Abrams: “Yeah—but that don’t have to mean that what it says is wrong. Running out yours got us something, so why don’t we run out this?”
Nick: “We’ll have to wait until you pick up your people. Now how about this Anderson?”
Abrams: “To tell you the truth, Mr. Charles, I don’t believe there ever was any Anderson, but you can—”
Nick: “Tut-tut—don’t be so skeptical; you read his fairy tales when you were a child.”
Abrams, patiently: “Okay, kid me—but what I mean is—I don’t believe this Anderson ever was and I’ll show you why when we get upstairs. As a matter of fact I don’t believe anybody took that apartment.”
Nora: “I took that.”
They look at her in surprise. She has gotten up from the chair and has gone over to an enlarged snapshot hanging on the wall.
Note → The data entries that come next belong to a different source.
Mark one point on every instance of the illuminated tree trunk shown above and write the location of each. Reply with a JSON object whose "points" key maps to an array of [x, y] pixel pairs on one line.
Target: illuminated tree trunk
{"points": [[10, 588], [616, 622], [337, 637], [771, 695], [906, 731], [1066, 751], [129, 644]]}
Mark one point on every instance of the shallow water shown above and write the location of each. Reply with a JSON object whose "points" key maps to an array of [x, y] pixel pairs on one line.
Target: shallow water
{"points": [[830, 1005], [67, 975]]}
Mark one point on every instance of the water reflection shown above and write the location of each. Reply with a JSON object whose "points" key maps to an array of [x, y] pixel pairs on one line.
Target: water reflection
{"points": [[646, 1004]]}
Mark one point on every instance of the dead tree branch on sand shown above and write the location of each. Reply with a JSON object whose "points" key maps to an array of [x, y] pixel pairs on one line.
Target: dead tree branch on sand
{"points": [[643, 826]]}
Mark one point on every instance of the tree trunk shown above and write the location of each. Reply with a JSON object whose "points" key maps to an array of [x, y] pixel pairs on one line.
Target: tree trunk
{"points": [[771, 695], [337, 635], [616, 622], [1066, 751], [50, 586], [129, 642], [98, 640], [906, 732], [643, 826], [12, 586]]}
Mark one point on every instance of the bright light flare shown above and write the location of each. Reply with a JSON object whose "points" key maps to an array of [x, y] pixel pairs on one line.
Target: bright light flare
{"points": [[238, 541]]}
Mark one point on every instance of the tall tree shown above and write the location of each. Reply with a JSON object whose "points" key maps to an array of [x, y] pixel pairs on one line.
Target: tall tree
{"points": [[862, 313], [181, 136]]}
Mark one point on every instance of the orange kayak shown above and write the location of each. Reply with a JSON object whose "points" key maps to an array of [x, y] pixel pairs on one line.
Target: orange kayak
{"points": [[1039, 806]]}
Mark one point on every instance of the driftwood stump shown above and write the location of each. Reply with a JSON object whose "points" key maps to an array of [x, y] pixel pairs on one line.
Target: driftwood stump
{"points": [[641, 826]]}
Abrams: “You did what, Mrs. Charles?”
Nora: “I took that picture. They’re the servants we had at Ross.” She points them out: “There’s Pedro, Elle, Ann, etc.”
Pedro looks much as he did before except that he is six years younger, and his mustache, while not small, is not definitely long nor is it as white as it was when we saw him.
They all get up to look.
Nick asks: “You’re sure that place you had wasn’t on Coney Island?” He turns to Abrams and says: “I apologize for the domestic comedy. Let’s go up and look at the apartment that you say wasn’t rented by a fellow whose name wasn’t Anderson.”
Abrams leads the way up to the next floor, unlocks the door, leading them into the apartment over Polly’s, saying to Nick: “See the rug—” The rug is stained and very worn.